Joanne O'Riordan: Women’s sport needs cash more than the journalists covering it
20x20 and Investec award a €1,000 monthly prize for best features about women in sport
I get that 20x20 and Investec are only trying to enhance coverage and entice reporters to cover women in sport. Photograph: Morgan Treacy/Inpho
It is always a bizarre conversation when someone asks why I made the leap from studying criminals to pursuing a career as a sports journalist. I’m generally asked whether I am in it for the money or free match tickets. The answer is neither.
Most press boxes across Ireland leave a lot to be desired in terms of accessibility (at the home of hurling, Semple Stadium, to quote one journalist, you’d almost have to climb up the rafters, and he’s not carrying me on his back for matches). As for the money thing, I’ve been to enough conferences where I’ve been told by a guy who flew in on his private jet that money isn’t everything.
So, when I got the opportunity to write this column and was told it would be about women in sport, I had that look that happens when your taste buds have been over-zested with lemon. I took it, hearing my father in the back of my head saying “You’ll never know what leads to what”. I read some articles and columns and saw the themes that I should follow: rant a bit about resources and disparity, analyse stats and figures on said disparities and make the best of what you have. Being born with no limbs, you get used to making the best of what you have.
So I threw myself into it. I like football, I like soccer, I bluff about rugby, I lived with a wicket-keeper’s girlfriend and I knew two hockey girls and a few intercounty players from a past life of public speaking. I knew I was not going to be the single change. When I heard Rena Buckley at an event say that her dream would be to see the women’s game get the same treatment the men’s game gets, I saw a new angle.
A grand a month
You might know Niall Morgan’s shot percentage, the type of car Raheem Sterling drives or that Cork is losing that Corkness. But you probably don’t that Jenny Egan was canoeing in the womb, that Niamh McCarthy didn’t know what a discus was until she went to college, a few years before becoming a medallist and consistent medal hope for Ireland. You probably aren’t too aware that when the hockey team progressed through the World Cup, they almost had nowhere to stay and coach Graham Shaw had to bargain with Team Belgium to take their rooms.

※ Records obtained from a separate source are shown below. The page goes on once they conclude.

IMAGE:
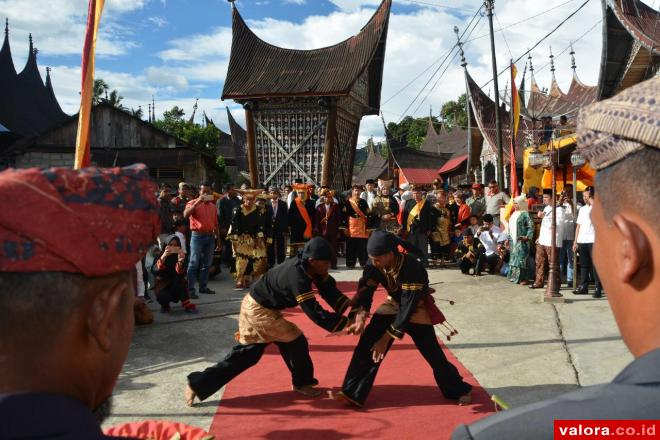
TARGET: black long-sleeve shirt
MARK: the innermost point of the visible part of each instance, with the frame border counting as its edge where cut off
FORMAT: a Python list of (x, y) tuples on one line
[(288, 285), (406, 283)]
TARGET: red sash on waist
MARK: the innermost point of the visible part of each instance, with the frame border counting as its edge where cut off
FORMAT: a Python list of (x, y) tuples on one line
[(305, 215)]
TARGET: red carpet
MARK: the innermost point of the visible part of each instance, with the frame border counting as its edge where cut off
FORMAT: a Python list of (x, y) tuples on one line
[(405, 402)]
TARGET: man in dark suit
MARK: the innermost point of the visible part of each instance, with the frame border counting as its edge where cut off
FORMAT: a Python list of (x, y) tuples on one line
[(226, 207), (278, 213), (418, 222), (327, 221)]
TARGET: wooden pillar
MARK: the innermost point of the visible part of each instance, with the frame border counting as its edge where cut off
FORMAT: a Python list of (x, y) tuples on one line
[(252, 148), (330, 145)]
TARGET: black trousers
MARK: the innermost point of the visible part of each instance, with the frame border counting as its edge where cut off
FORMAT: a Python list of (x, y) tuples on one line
[(587, 266), (487, 260), (362, 369), (465, 264), (241, 357), (227, 256), (356, 249), (276, 250), (438, 251)]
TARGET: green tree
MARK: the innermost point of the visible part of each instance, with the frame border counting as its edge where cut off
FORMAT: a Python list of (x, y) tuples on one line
[(137, 113), (207, 137), (411, 131), (115, 100), (453, 112)]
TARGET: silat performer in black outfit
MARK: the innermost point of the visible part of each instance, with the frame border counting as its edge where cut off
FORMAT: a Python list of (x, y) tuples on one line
[(260, 321), (408, 309)]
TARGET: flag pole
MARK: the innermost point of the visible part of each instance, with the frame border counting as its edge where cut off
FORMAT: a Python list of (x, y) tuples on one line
[(82, 155)]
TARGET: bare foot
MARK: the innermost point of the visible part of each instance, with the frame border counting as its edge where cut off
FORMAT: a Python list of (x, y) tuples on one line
[(190, 396), (465, 399), (339, 396), (307, 390)]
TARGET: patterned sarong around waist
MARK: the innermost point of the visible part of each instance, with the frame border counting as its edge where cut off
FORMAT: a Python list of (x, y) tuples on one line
[(249, 246), (419, 316), (260, 325)]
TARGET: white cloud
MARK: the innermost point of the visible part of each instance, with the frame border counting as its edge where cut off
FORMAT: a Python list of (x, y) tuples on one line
[(160, 22), (417, 37)]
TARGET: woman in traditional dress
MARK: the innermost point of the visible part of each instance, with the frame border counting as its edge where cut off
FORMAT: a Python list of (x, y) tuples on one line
[(440, 242), (521, 230), (249, 233)]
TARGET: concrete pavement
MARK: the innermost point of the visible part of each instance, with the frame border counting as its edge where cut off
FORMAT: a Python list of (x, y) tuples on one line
[(518, 347)]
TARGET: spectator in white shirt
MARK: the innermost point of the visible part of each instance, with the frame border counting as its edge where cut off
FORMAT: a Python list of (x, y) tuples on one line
[(489, 235), (369, 194), (584, 243), (544, 242)]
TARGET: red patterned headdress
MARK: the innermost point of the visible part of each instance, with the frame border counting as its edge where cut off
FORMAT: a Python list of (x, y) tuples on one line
[(93, 221)]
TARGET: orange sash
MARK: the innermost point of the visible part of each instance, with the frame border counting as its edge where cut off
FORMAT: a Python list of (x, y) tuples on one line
[(358, 230), (305, 216)]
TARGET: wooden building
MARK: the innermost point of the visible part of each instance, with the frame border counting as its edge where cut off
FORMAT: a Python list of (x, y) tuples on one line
[(303, 107), (117, 139)]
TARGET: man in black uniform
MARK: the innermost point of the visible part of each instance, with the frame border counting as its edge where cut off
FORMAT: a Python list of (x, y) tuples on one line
[(226, 207), (408, 309), (260, 321)]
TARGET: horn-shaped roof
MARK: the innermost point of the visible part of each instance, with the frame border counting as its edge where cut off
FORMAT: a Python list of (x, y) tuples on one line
[(631, 45), (258, 69), (27, 105)]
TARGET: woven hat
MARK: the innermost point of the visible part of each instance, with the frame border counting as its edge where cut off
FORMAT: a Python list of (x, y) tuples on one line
[(610, 130)]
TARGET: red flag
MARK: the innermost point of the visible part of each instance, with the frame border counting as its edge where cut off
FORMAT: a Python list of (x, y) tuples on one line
[(515, 119), (82, 156)]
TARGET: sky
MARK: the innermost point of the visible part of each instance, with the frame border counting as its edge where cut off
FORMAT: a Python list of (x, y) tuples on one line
[(178, 50)]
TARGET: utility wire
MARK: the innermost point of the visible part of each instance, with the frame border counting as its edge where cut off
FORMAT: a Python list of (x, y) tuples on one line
[(443, 61), (503, 36), (522, 21), (468, 41), (539, 41), (444, 71), (539, 69)]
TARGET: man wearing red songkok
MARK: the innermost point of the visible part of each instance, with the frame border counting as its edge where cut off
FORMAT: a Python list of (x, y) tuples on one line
[(66, 294)]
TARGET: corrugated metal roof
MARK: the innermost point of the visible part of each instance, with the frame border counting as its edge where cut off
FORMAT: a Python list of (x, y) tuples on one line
[(483, 109), (419, 176), (258, 69), (453, 164), (27, 105), (373, 168), (631, 45), (641, 21)]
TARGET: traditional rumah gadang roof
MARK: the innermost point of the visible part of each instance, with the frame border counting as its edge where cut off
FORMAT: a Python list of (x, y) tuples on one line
[(631, 45), (239, 140), (483, 109), (27, 105), (447, 141), (374, 167), (260, 70), (556, 102)]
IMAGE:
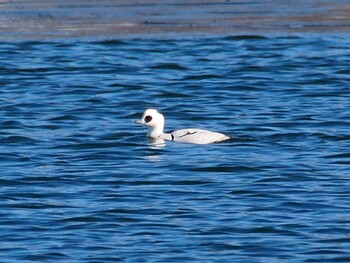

When 20x20 and Investec launched a €1,000 monthly prize for the best feature about women in sport, I looked and thought, I could do with that. But, in all honesty, I can’t imagine doing an interview with a female athlete, winning the award and prize money and taking it all for me.
Not when young girls’ teams are crying out for basic gear, basic training facilities and just what every young person needs to excel in their sport. Basic gym equipment for clubs can cost almost €8,000. If your club wanted to buy a lawnmower and grass equipment, that could cost you anything from €2,500 to €50,000. And floodlights, a necessity for any outdoor pitch – a club near me recently spent up to €75,000. Even sand-based pitches are costing almost a quarter of a million.
A grand a month might seem relatively small beer when looking at those figures for facilities, but a little goes a long way. I get that 20x20 and Investec are only trying to enhance the coverage and entice reporters to cover women in sport. But knowing just how many clubs are struggling for basic equipment, would it not be wise to put the money back into a scheme for the actual clubs and athletes who are providing journalists with the stories?
Throughout the almost two years I have been writing this column, I have been on an adventure meeting new people, going to sports I never thought I’d see and getting wheelchair access to pitches I had never even heard of. When I got the whole idea for the column, I thought it would be my key to bigger things. Now, women in sport is the most exciting thing to be involved in.
My point is, it’s not a chore for me. I do it because I like it. I don’t need to be enticed by an award or additional money. The award would certainly look great on my mantelpiece, but I’d prefer to see my local club getting equipment for girls and playing a more significant part in developing the future than hyping myself up. Some 77 medals were won last year in Irish sport, 44 of those by a female athlete, while seven more went to mixed teams.
This didn’t happen because some journalist wrote a story. This didn’t happen by fluke. This happened because money was being spent on developing young female athletes. It was creating a generation of girls hungry and ready to go to win medals. And creating future front pages for journalists to fight over.